Muni Fiber and Politics

Eugeniu Patrascu eugen at imacandi.net
Tue Aug 5 17:56:18 UTC 2014


On Tue, Aug 5, 2014 at 8:26 PM, Owen DeLong <owen at delong.com> wrote:

>
> >>
> >> This one is a bad idea cause you have lots of people pushing fiber
> through
> >> pipes with active fiber in them... and their incentives not to screw up
> >> other people's glass are... unclear?  :-)
> >
> > Not really, if one company starts making mistakes, the other will also
> > mistake their cables. It's like a working mexican standoff :)
> >
> >
>
> In reality, Mexican standoffs are often fatal.
>
>
If you blink.


> >> Oh, wait: the conduit installer isn't a contractor, they're a monopoly?
> > The people pushing fiber through the conduits are contractors. There are
> a
> > handful of companies licensed to operate this.
>
> May be workable, but seems more expensive than operating cross connects in
> a serving wire center with little or no plausible benefit.
>
>
So how is blowing microfibre in some tubes more expensive?
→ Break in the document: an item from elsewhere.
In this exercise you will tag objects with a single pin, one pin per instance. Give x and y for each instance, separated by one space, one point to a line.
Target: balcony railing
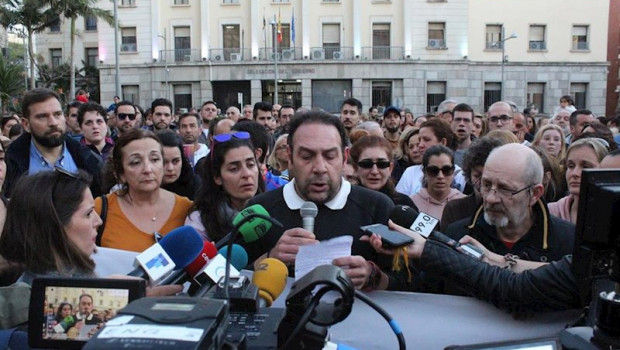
581 45
180 55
You pay a one
off installation fee and then a small monthly rate for the circuit (payable
yearly).

The really nice and geeky part is that you can actually choose how your
fiber will run, so if you want diverse paths to a location you can achieve
that with certainty.


> >
> >
> >> No, that's even worse.
> >
> >
> > It's not perfect, but it works.
>
> People say that about windows. I don't use it, either.
>

:) It works because it's very cheap to get high speed internet into all
kinds of areas, especially residential ones.